After several weeks of farewells — Raaya passed away. In her last days, she was in the hospice where she had once served others — and finally at home, near the Makom HaMikdash.
Did you ever struggle with faith?
“No. I asked myself what I needed to fix, and I prayed a lot for healing — but I never felt anger toward God. I believe He challenges us to reveal strengths we didn’t know we had — and I tried to prove myself worthy. Teaching emunah for many years — along with learning from great Torah scholars, gave me a stable outlook.”
Rabbi Cohen also describes the sheer practical intensity of caring for her: “When her lungs deteriorated, I would carry enormous oxygen tanks — like barrels — on foot from Jaffa Gate down to our home in the lower Old City. After the transplant she needed over twenty medications every morning, special forms and approvals — I took responsibility for all of it. I even learned how to give her IVs and morphine. I simply had no time for spiraling thoughts.”
How did you build such a powerful marriage?
“That was all Raaya,” Rabbi Cohen says, his voice breaking. “She was the righteous one. Now that she’s gone — I feel her absence physically. Every corner of Jerusalem reminds me of her. Our life was maybe twenty percent challenge — but eighty percent enormous goodness. When you accept the struggle as something to withstand, it doesn’t break you. You grit your teeth, move forward — and when the burden lifts, you look for ways to rejoice. Joy gives you the strength for the next wave.”
Raaya herself insisted on dignity, beauty, and vitality — even at the end.
“She used to say: ‘Jerusalem is not built through misery.’ She dressed beautifully, cared for our home — even in her last weeks.
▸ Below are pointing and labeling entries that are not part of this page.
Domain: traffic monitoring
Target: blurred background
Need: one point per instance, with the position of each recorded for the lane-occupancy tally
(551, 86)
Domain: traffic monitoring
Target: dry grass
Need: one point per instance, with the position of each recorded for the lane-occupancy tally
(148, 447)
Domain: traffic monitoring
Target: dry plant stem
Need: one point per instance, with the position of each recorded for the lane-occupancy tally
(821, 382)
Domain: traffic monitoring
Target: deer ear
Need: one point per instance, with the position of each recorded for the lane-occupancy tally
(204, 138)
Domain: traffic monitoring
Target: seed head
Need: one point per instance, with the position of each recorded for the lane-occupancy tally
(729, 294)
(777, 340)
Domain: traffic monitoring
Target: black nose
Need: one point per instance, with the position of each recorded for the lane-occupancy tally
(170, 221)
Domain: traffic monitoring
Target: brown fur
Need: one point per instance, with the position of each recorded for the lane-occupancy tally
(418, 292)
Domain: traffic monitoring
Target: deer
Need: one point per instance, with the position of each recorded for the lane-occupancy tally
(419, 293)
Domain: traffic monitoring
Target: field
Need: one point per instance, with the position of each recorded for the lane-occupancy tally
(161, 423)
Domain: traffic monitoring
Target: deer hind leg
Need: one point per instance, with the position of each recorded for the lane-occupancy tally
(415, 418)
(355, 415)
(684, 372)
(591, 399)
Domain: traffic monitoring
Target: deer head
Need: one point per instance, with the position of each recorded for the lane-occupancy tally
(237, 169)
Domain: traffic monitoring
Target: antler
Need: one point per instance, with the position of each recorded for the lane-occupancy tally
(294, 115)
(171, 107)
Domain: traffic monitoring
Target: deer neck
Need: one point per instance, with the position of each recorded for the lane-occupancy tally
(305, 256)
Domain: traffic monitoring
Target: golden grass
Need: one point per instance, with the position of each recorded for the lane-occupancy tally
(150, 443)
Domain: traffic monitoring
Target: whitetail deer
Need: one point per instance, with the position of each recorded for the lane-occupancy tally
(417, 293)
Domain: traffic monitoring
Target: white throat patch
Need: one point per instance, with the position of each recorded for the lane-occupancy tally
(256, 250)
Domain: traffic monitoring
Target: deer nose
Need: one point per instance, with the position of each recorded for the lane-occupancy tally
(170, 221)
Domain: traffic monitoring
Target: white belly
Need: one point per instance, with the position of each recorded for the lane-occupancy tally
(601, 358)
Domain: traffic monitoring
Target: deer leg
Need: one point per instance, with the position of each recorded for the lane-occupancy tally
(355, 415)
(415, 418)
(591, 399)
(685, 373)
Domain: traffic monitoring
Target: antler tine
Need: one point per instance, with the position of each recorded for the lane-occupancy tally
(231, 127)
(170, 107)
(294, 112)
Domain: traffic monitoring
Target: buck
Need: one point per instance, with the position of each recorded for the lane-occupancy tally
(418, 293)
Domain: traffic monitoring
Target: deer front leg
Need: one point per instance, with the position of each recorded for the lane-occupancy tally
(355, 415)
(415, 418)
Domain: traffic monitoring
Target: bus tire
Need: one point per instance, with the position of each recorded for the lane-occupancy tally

In her final hospitalization, while gravely ill, she asked to go to the clothing shop near the hospital to buy a dress. After she passed, I distributed over thirty elegant dresses to our daughters and her friends.”
They valued even the smallest measure of life — chayei sha’ah. “We understood that even a short time has meaning,” he says. “You give value to every moment.”
During COVID, he lived in constant fear of infecting her — shielding himself and distancing from students.
“We had many deep conversations near the end. Because of her fragile immune system, we received a private room. We spoke for hours — about life, about the past and the future, about how to go on without sinking into sadness. We recalled the good we had built — and baruch Hashem, there was much to remember. That is how I was able to part from her.”